The book models this process using a switchpoint parameter (tau) and two exponential parameters (lambda1 and lambda2) which control the Poisson-distributed message count before and after tau, respectively. For this example pymc yields solutions of approximately: tau=45, lambda1=18 and lambda2=23 using the following code, which is almost identical to the book's code:
import numpy as np
import pymc
observation = np.loadtxt( './txtdata.csv' ) #data available at the book's GitHub site
n_days = observation.size #number of days
alpha = 1./20 #assume a mean of 20 messages per day
lambda1 = pymc.Exponential("lambda1", alpha)
lambda2 = pymc.Exponential("lambda2", alpha)
tau = pymc.DiscreteUniform("tau", lower=0, upper=n_days)
@pymc.deterministic
def lambda_(tau=tau, lambda1=lambda1, lambda2=lambda2):
a = np.zeros(n_days)
a[:tau] = lambda1
a[tau:] = lambda2
return a
observation_model = pymc.Poisson("observation", lambda_, value=observation, observed=True)

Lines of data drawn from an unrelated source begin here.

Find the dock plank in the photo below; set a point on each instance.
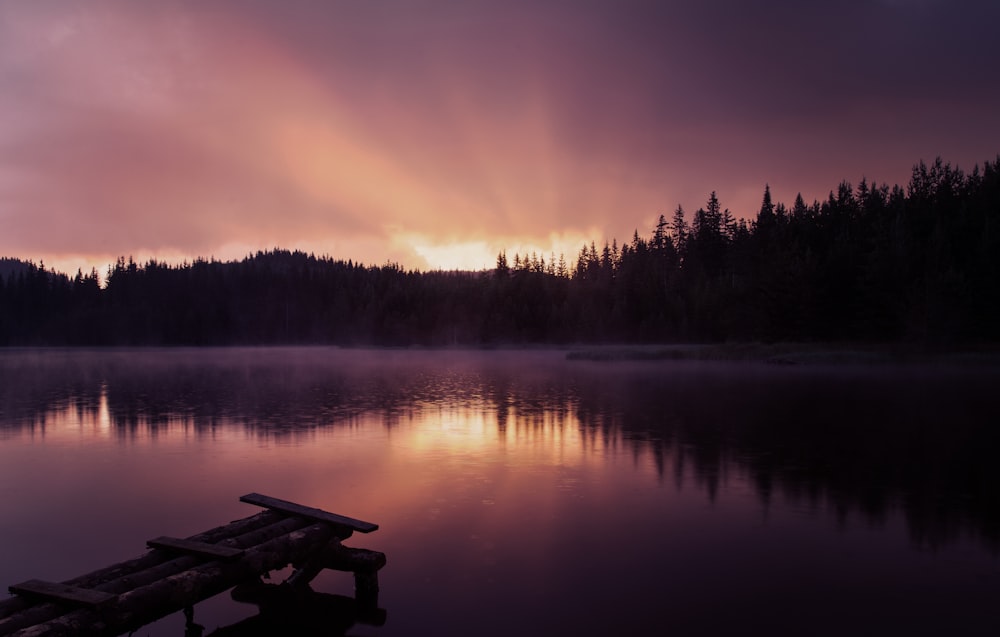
(190, 547)
(308, 512)
(56, 592)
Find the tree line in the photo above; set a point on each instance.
(919, 264)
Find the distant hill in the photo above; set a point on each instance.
(10, 266)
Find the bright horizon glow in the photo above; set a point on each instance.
(437, 137)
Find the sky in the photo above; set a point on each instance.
(435, 134)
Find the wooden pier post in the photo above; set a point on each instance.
(178, 573)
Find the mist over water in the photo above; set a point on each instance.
(520, 491)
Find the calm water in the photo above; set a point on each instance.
(520, 493)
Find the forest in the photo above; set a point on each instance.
(871, 263)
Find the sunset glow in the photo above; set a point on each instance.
(437, 136)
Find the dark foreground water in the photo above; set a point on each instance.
(519, 493)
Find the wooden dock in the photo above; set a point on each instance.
(177, 573)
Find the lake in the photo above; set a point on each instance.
(519, 492)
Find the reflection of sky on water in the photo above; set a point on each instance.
(520, 484)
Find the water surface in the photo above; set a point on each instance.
(521, 493)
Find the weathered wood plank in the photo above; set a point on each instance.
(308, 512)
(189, 547)
(145, 604)
(119, 581)
(54, 591)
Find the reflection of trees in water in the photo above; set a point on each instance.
(867, 442)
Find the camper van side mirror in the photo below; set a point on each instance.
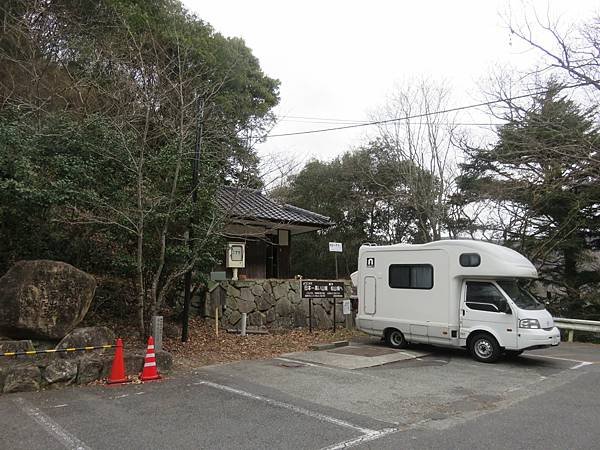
(504, 307)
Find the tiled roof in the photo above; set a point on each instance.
(251, 204)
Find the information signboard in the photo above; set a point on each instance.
(322, 289)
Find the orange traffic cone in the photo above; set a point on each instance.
(150, 372)
(117, 372)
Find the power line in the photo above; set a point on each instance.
(415, 123)
(418, 116)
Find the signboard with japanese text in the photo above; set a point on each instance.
(322, 289)
(335, 247)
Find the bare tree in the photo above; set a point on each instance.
(422, 137)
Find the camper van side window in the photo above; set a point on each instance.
(411, 276)
(470, 260)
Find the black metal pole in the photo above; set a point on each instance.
(336, 271)
(334, 315)
(187, 299)
(310, 315)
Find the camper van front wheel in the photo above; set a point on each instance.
(484, 347)
(395, 339)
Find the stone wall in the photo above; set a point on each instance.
(274, 303)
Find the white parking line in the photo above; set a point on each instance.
(294, 408)
(362, 439)
(51, 427)
(576, 366)
(581, 364)
(367, 433)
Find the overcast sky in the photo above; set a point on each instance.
(339, 59)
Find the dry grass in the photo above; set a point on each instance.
(204, 348)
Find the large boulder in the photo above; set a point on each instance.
(60, 370)
(16, 346)
(44, 299)
(85, 337)
(21, 378)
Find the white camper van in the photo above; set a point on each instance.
(453, 293)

model = pymc.Model([observation_model, tau, lambda1, lambda2])
mcmc = pymc.MCMC(model)
mcmc.sample(40000, 10000)
print()
print( mcmc.trace('tau')[:].mean() )
print( mcmc.trace('lambda1')[:].mean() )
print( mcmc.trace('lambda2')[:].mean() )
My question is: how should this be adapted to handle multiple observations?
My solution appears below, and seems to be working, but I'd like to know if there is a better way to model the problem in pymc.
First I generate five random observations using tau=45, lambda1=18 and lambda2=23 as follows:
n_observations = 5
n_days = 74
alpha = 1./20
lambda1 = pymc.Exponential("lambda1", alpha)
lambda2 = pymc.Exponential("lambda2", alpha)
tau = pymc.DiscreteUniform("tau", lower=0, upper=n_days)
@pymc.deterministic
def lambda_single(tau=tau, lambda1=lambda1, lambda2=lambda2):
a = np.zeros(n_days)
a[:tau] = lambda1
a[tau:] = lambda2
return a
observation_generator = pymc.Poisson("observation_generator", lambda_single)
tau.set_value(45)
lambda1.set_value(18)
lambda2.set_value(23)
n_observations = 5
observations = np.array( [observation_generator.random() for i in range(n_observations)] )
Running the code above yields a (5 x 74) "observations" array representing five different people's data, for example, over 74 days, as depicted below.
The next step is the part I'm not sure of: how should these five observations be modeled in pymc? Here's what I have:
@pymc.deterministic
def lambda_multiple(tau=tau, lambda1=lambda1, lambda2=lambda2):
a = np.zeros( (n_observations, n_days) )
a[:, :tau] = lambda1
a[:, tau:] = lambda2
return a
observation_model = pymc.Poisson("observations", lambda_multiple, value=observations, observed=True)
Running this model appears to produce the expected results for tau, lambda1 and lambda2, but I wonder if this is an appropriate way to handle multiple observations?